В такое же утро каждый из товарищей, ничем нс выделяющийся среди безыменной группы людей, под сумрачным зимним небом Тулузы ощутил, как в нем пробуждается властелин, который пять часов спустя, оставив за собой дожди и снег севера, покончив с зимой, сбавит газ и пойдет на посадку в летнем, палимом солнцем Аликанте.
Нет больше старого автобуса, но его неудобства и убогость еще живы в моей памяти. Он был как бы символом необходимой подготовки к суровым радостям нашего ремесла. Во всем тут сказывалась выразительная сдержанность. Помнится, года три спустя, не обменявшись со своими спутниками и десятком слов, я узнал здесь о смерти пилота Лекривена, одного из многих товарищей по линии, которые в туманный день или в туманную ночь ушли на вечный покой.
Было также три часа утра, царила такая же тишина, когда мы услышали, как директор, невидимый во тьме, сказал инспектору:
— Сегодня ночью Лекривен не приземлился в Касабланке.
— Аа! — отвечал инспектор. — Аа?
И, внезапно разбуженный от сна, сделав усилие, чтобы окончательно проснуться и проявить рвение, он добавил:
— Аа! Да? Ему не удалось пробиться? Он повернул назад?
На что из глубины автобуса ему коротко ответили: «Нет». Мы ожидали продолжения, но ни слова больше не было произнесено. И по мере того как летели секунды, становилось все ясней, что за этим «нет» уже ничего не последует, что это «нет» никто больше не властен изменить, что Лекривен не только не приземлился в Касабланке, но больше никогда и нигде не приземлится.

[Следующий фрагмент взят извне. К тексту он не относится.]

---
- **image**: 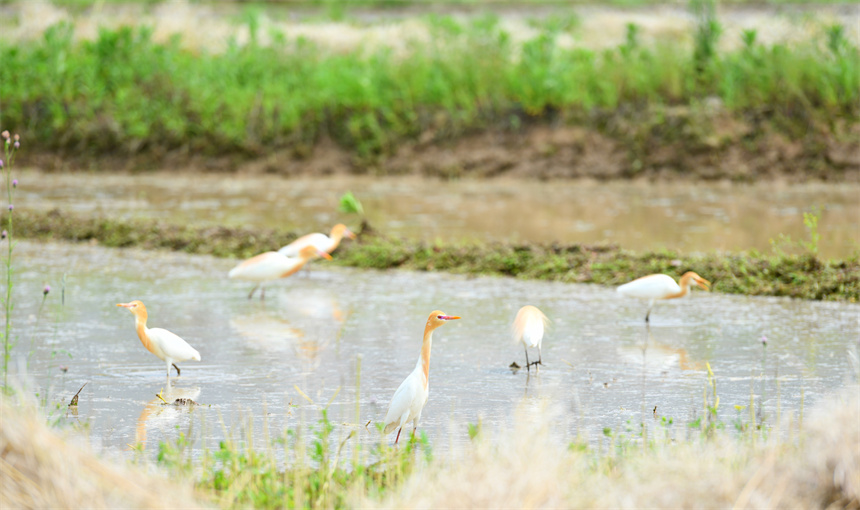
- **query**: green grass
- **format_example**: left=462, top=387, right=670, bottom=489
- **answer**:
left=0, top=16, right=860, bottom=162
left=8, top=209, right=860, bottom=302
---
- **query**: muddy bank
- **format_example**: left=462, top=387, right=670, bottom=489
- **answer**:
left=28, top=111, right=860, bottom=182
left=8, top=210, right=860, bottom=302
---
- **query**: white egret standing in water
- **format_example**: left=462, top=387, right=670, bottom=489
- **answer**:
left=383, top=310, right=459, bottom=443
left=511, top=305, right=549, bottom=370
left=278, top=223, right=355, bottom=257
left=116, top=300, right=200, bottom=380
left=618, top=271, right=711, bottom=322
left=228, top=246, right=331, bottom=299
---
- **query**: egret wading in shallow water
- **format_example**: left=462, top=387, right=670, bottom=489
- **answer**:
left=278, top=223, right=355, bottom=257
left=116, top=300, right=200, bottom=380
left=383, top=310, right=459, bottom=443
left=228, top=246, right=331, bottom=299
left=618, top=271, right=711, bottom=322
left=511, top=305, right=549, bottom=370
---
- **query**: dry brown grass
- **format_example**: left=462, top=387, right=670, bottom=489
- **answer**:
left=366, top=386, right=860, bottom=509
left=0, top=398, right=204, bottom=508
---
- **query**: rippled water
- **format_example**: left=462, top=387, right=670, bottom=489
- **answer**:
left=13, top=242, right=860, bottom=456
left=16, top=172, right=860, bottom=257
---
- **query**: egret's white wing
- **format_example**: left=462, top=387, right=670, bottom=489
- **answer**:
left=513, top=305, right=549, bottom=347
left=147, top=328, right=200, bottom=362
left=384, top=370, right=426, bottom=434
left=228, top=251, right=302, bottom=282
left=278, top=232, right=334, bottom=257
left=618, top=274, right=681, bottom=299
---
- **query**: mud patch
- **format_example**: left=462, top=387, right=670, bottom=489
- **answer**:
left=28, top=114, right=860, bottom=182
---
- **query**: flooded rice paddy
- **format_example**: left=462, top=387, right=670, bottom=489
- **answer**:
left=17, top=172, right=860, bottom=258
left=13, top=242, right=860, bottom=458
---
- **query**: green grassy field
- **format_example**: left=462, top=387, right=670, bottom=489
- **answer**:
left=0, top=11, right=860, bottom=173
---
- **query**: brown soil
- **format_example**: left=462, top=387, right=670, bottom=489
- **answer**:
left=21, top=113, right=860, bottom=182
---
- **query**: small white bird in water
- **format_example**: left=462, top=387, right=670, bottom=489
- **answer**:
left=511, top=305, right=549, bottom=370
left=383, top=310, right=459, bottom=443
left=228, top=246, right=331, bottom=299
left=618, top=271, right=711, bottom=322
left=278, top=223, right=355, bottom=257
left=116, top=300, right=200, bottom=380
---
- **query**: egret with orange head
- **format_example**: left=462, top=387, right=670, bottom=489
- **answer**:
left=116, top=300, right=200, bottom=379
left=511, top=305, right=549, bottom=370
left=278, top=223, right=355, bottom=257
left=228, top=246, right=331, bottom=299
left=383, top=310, right=459, bottom=443
left=618, top=271, right=711, bottom=322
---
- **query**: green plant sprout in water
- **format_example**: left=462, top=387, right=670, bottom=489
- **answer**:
left=338, top=191, right=364, bottom=215
left=0, top=130, right=20, bottom=388
left=803, top=207, right=821, bottom=256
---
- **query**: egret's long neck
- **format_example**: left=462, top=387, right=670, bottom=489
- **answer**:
left=663, top=276, right=691, bottom=299
left=280, top=257, right=311, bottom=278
left=418, top=325, right=436, bottom=388
left=134, top=313, right=155, bottom=354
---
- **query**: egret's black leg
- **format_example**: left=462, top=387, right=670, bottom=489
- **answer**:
left=523, top=344, right=531, bottom=372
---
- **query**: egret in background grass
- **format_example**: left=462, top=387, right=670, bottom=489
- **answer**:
left=618, top=271, right=711, bottom=322
left=228, top=246, right=331, bottom=299
left=511, top=305, right=549, bottom=370
left=278, top=223, right=355, bottom=257
left=383, top=310, right=459, bottom=443
left=116, top=300, right=200, bottom=381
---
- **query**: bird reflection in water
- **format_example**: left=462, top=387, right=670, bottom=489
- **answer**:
left=129, top=383, right=200, bottom=450
left=619, top=325, right=703, bottom=371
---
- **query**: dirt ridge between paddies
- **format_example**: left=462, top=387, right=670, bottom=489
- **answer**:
left=8, top=209, right=860, bottom=303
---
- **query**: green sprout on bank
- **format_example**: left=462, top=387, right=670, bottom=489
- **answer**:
left=338, top=191, right=364, bottom=215
left=0, top=130, right=20, bottom=388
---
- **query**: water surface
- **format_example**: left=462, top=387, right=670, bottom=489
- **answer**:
left=13, top=242, right=860, bottom=458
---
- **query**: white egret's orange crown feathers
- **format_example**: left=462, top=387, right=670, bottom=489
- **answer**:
left=299, top=245, right=331, bottom=260
left=425, top=310, right=460, bottom=331
left=681, top=271, right=711, bottom=290
left=116, top=299, right=146, bottom=317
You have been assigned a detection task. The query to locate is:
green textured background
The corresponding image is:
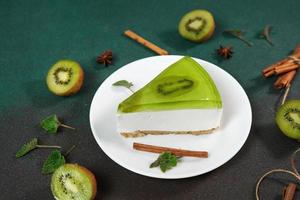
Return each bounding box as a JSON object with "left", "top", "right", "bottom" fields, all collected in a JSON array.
[{"left": 0, "top": 0, "right": 300, "bottom": 200}]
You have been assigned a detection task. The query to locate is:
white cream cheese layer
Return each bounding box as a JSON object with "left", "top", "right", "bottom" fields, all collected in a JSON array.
[{"left": 117, "top": 109, "right": 223, "bottom": 133}]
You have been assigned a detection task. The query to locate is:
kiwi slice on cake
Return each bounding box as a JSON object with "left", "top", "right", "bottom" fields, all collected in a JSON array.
[
  {"left": 47, "top": 60, "right": 84, "bottom": 96},
  {"left": 178, "top": 10, "right": 215, "bottom": 42},
  {"left": 276, "top": 100, "right": 300, "bottom": 139},
  {"left": 51, "top": 164, "right": 97, "bottom": 200}
]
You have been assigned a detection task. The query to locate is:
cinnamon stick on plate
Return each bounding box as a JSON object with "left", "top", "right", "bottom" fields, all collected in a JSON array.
[{"left": 133, "top": 142, "right": 208, "bottom": 158}]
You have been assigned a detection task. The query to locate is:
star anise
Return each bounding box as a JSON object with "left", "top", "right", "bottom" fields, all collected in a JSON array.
[
  {"left": 217, "top": 45, "right": 233, "bottom": 59},
  {"left": 97, "top": 50, "right": 113, "bottom": 66}
]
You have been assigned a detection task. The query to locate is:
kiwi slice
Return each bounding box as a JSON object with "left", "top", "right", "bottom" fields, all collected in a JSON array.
[
  {"left": 47, "top": 60, "right": 84, "bottom": 96},
  {"left": 51, "top": 164, "right": 97, "bottom": 200},
  {"left": 178, "top": 10, "right": 215, "bottom": 42},
  {"left": 276, "top": 100, "right": 300, "bottom": 139}
]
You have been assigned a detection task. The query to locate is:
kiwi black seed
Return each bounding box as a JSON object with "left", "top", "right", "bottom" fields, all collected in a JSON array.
[
  {"left": 51, "top": 164, "right": 97, "bottom": 200},
  {"left": 156, "top": 76, "right": 194, "bottom": 96},
  {"left": 47, "top": 60, "right": 84, "bottom": 96},
  {"left": 178, "top": 10, "right": 215, "bottom": 42},
  {"left": 276, "top": 100, "right": 300, "bottom": 139}
]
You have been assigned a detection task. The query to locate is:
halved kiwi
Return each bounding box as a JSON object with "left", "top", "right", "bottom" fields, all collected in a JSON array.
[
  {"left": 178, "top": 10, "right": 215, "bottom": 42},
  {"left": 276, "top": 100, "right": 300, "bottom": 139},
  {"left": 47, "top": 60, "right": 84, "bottom": 96},
  {"left": 51, "top": 164, "right": 97, "bottom": 200}
]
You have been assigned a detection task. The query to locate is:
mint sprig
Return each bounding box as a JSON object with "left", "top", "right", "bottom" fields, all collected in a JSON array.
[
  {"left": 16, "top": 138, "right": 61, "bottom": 158},
  {"left": 41, "top": 114, "right": 75, "bottom": 134},
  {"left": 42, "top": 150, "right": 66, "bottom": 174},
  {"left": 112, "top": 80, "right": 134, "bottom": 93},
  {"left": 150, "top": 152, "right": 179, "bottom": 172}
]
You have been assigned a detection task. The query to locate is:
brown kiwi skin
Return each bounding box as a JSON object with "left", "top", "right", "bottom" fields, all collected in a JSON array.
[
  {"left": 201, "top": 19, "right": 216, "bottom": 42},
  {"left": 75, "top": 164, "right": 97, "bottom": 199},
  {"left": 49, "top": 66, "right": 84, "bottom": 96}
]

Так и я в это утро, на заре моего первого рейса, покорно выполнял обряды нашего ремесла и, глядя сквозь стекла автобуса на блестящую мостовую, отражавшую свет фонарей, чувствовал, как теряю уверенность. Ветер гнал по лужам крупную рябь, похожую на пальмовые листья. И я думал: «По правде говоря… не везет мне… для первого рейса». Я поднял глаза на инспектора. «Плохая погода?» — Инспектор устало посмотрел в окно. — «Это ничего не доказывает», — пробурчал он, наконец. «Каковы же тогда признаки непогоды?» — спрашивал я себя. Накануне вечером Гийоме одной улыбкой стер все зловещие предсказания, которыми донимали нас «старички», но все же у меня всплывало в памяти: «Жаль мне того, кто попадет в снежную бурю, если он не знает всей линии до последнего камешка. Да-а, жаль!» Надо же было им поддержать свой престиж! И они качали головами, глядя на нас с состраданием, которое нас немного стесняло, как бы сожалея о нашей наивности.